Proud Boys in the Chicago area menaced the organizers of a slated drag show in the suburb of Aurora by posting information about the event and threatening to dox performers. Members of the group never showed, but about 50 antifascists and other community organizers did.

Plans for this year’s annual Christmas parade in Taylor, Texas, which took place this weekend, were thrown into disarray when religious leaders complained about the involvement of drag queens in last year’s event. The city ultimately had to come up with a compromise: religious leaders, who wanted all parade floats to reflect “traditional and biblical family values,” according to The Washington Post, would hold their own parade, and the city would sponsor a separate parade.

And in Southern Pines, North Carolina, far-right protesters secured a permit to protest outside a theater ahead of a drag show called “Downtown Divas” on Saturday night. Police erected barricades and put up signs saying that weapons were banned from the vicinity of the event. About 50 protesters showed up. They prayed and held signs saying things like “this is porn not female impersonators,” according to The Pilot. 
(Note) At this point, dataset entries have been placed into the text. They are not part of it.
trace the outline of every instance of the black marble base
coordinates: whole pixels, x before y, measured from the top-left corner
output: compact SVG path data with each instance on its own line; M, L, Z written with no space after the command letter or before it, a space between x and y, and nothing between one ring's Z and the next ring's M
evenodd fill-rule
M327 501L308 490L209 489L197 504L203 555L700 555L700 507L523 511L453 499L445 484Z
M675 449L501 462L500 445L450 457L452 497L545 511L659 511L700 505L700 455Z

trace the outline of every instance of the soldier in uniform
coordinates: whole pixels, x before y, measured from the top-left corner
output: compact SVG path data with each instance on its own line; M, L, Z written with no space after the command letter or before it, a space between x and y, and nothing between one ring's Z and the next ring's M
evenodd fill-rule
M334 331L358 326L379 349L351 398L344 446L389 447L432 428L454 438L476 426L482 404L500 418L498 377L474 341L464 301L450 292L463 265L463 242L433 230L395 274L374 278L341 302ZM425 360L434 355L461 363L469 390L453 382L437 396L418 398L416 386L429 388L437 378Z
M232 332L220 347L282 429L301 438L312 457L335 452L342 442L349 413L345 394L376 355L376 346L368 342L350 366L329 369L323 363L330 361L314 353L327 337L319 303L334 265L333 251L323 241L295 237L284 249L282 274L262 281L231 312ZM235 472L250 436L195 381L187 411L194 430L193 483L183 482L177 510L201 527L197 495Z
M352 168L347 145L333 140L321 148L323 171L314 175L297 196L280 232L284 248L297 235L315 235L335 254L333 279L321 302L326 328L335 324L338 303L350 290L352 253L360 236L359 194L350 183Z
Drag queen Naomi Dix told The Washington Post that she’d received threats leading up to the event. So when the power went out at the venue—and across Moore County—organizers and performers immediately feared that they were under attack. 

Investigators say that the power outage was due to an individual or individuals shooting deliberately into two substations, and that it appears “targeted.” The sheriff says that they’re exploring the possibility that the drag show was the intended target but haven’t identified any clear links yet. The FBI have also joined the investigation.

(Disclosure: Gavin McInnes, who founded the Proud Boys in 2016, was a co-founder of VICE in 1994. He left the company in 2008 and has had no involvement since then.)